The new Public Art & Civic Design Conference is a two and a half day convening to further dialogue and learning about art and design in the built environment. Conference participants will come together to exchange knowledge, connect with peers, and explore both how this work is being done and consider the future of the field.
Built on the success of the annual day and half Public Art Preconference, the Public Art & Civic Design Conference will expand to over two days of programming to support dialogue, encourage resources exchange and boost information sharing to further the growth of incorporating art and artists into civic design. The conference will include concurrent sessions lead by experts in the field, keynotes presented by leaders and field-builders, focused art excursions to explore the public art and civic design ecosystem of the host city, and more!
During the conference, participants will explore how artists and art are being incorporated in the designing and building of the places where we live, work and play. This conference is designed for public art administrators, artists, arts and culture leaders, placemakers and keepers, municipal agents, and other professionals in the design, planning, transportation, and development fields who are working at the intersection of art and the built environment. The conference is open to anyone interested in and working with art and artists in the built environment.
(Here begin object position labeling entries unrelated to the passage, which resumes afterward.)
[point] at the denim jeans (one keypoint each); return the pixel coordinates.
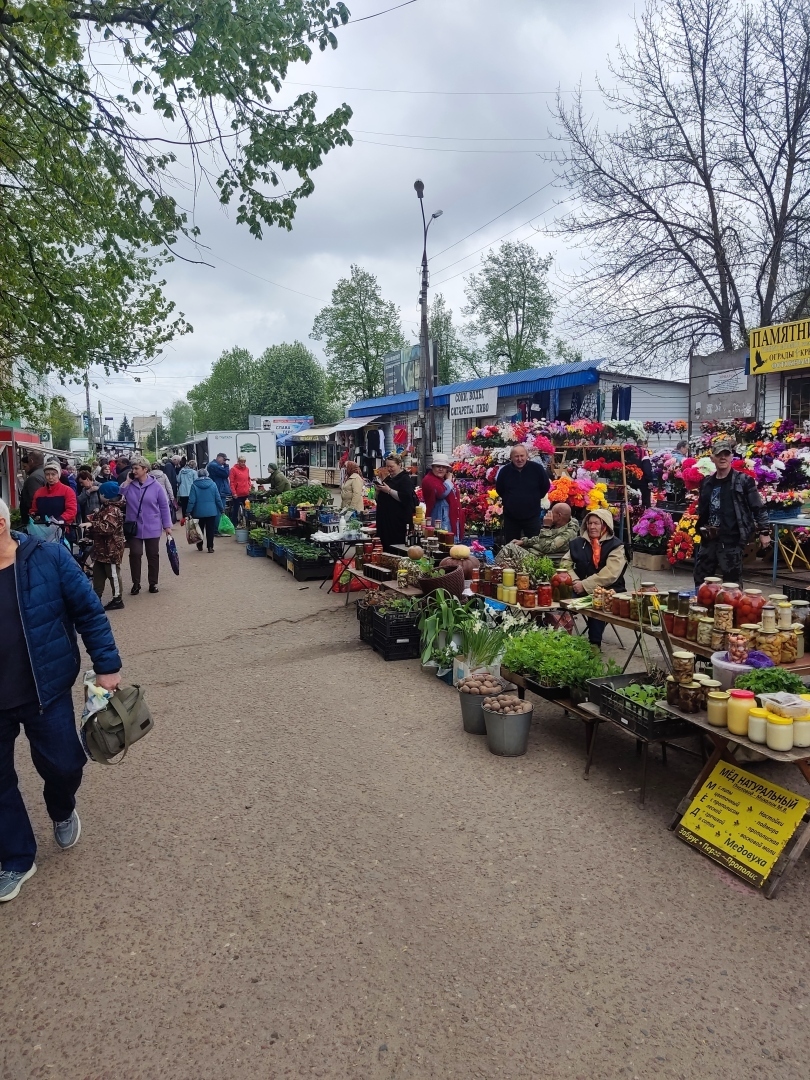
(57, 756)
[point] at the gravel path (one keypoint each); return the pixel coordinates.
(308, 869)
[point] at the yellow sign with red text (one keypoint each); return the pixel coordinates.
(742, 821)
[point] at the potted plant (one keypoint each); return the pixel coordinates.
(650, 537)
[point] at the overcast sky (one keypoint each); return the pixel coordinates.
(481, 58)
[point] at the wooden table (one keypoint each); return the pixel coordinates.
(725, 745)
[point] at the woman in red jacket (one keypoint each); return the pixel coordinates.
(441, 498)
(55, 499)
(240, 482)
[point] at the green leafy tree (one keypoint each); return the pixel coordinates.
(224, 401)
(125, 433)
(65, 423)
(358, 328)
(442, 332)
(179, 421)
(289, 381)
(510, 310)
(85, 205)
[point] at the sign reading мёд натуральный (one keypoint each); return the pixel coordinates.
(780, 348)
(742, 821)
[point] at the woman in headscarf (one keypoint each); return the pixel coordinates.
(395, 503)
(353, 488)
(595, 557)
(441, 497)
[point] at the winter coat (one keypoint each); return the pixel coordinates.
(185, 478)
(108, 532)
(522, 489)
(240, 481)
(352, 491)
(147, 504)
(219, 474)
(204, 500)
(612, 561)
(164, 483)
(55, 601)
(748, 507)
(56, 501)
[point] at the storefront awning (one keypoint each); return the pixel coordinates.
(352, 423)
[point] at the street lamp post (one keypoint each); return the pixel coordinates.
(426, 376)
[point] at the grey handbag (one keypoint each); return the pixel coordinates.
(113, 729)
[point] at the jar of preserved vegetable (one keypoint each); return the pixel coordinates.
(717, 707)
(707, 592)
(751, 604)
(769, 642)
(696, 613)
(690, 698)
(683, 666)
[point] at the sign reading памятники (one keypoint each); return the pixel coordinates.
(472, 403)
(780, 348)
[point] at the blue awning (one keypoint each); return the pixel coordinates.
(510, 385)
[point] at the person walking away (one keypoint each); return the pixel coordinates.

From novices to mid-career professionals and established experts, the Public Art & Civic Design Conference will have something for you.
The 2020 Public Art & Civic Design Conference will build on the overall Annual Convention theme of Local to Global and focus on the following themes. Please review this list in advance to indicate which theme(s) your session will address. The questions are designed to inspire thought on the theme and are not an end all for how each theme may be addressed.
-Artists’ Role(s) in Placemaking/keeping: This theme looks at what artists need to know in order to be a part of the designing and building of places through public art, creative placemaking, artist’s municipal residencies, planning projects and more. Consider: what are the skills artists need to work with public art administrators, planners, transportation professionals and others? How can an artist build a successful project or process? In what ways can arts and culture administrators and non-arts sector professionals better engage artists in their work?
-Communicating Value: It is one thing to work at the intersection of public art and civic design, it is another to talk about why it is important. This theme focuses on the how’s and why’s of communicating, advocating and explaining why public art and creatively designed spaces helps build better communities. Consider: What examples are there of communicating the value of this work? What are successful methods for advocating for processes, policies or projects? How and who do your build relationships with to support the work of public art and creative civic design?
-DEI How-to of Public Art: With a focus on diversity, equity and inclusion, let’s highlight the methods for commissioning and designing public art projects and case studies that support this work. Consider such questions as: What procedures can be put in place to encourage an inclusive and diverse artist selection process? How best can fabricators work with artists and commissioning agencies to create new works? How can project managers and artists build healthy relationships with communities to ensure an appropriate artwork is created?
-Memory in Public Spaces: From sculputres and murals to buildings and public plazas, whose memory is being presrved in public space and how history is being told is being debated across the U.S.. This theme focuses on the ongoing dialogue around what it takes to create and manage memorials and monuments in public places. For this theme consider: What is the role of policies to help manage old or new memorials? What role should artists, commissioning agencies, civic designers, and community members play in deciding what histories and memories are highlighted in public places? What should happen to artworks that no longer reflect a communities value?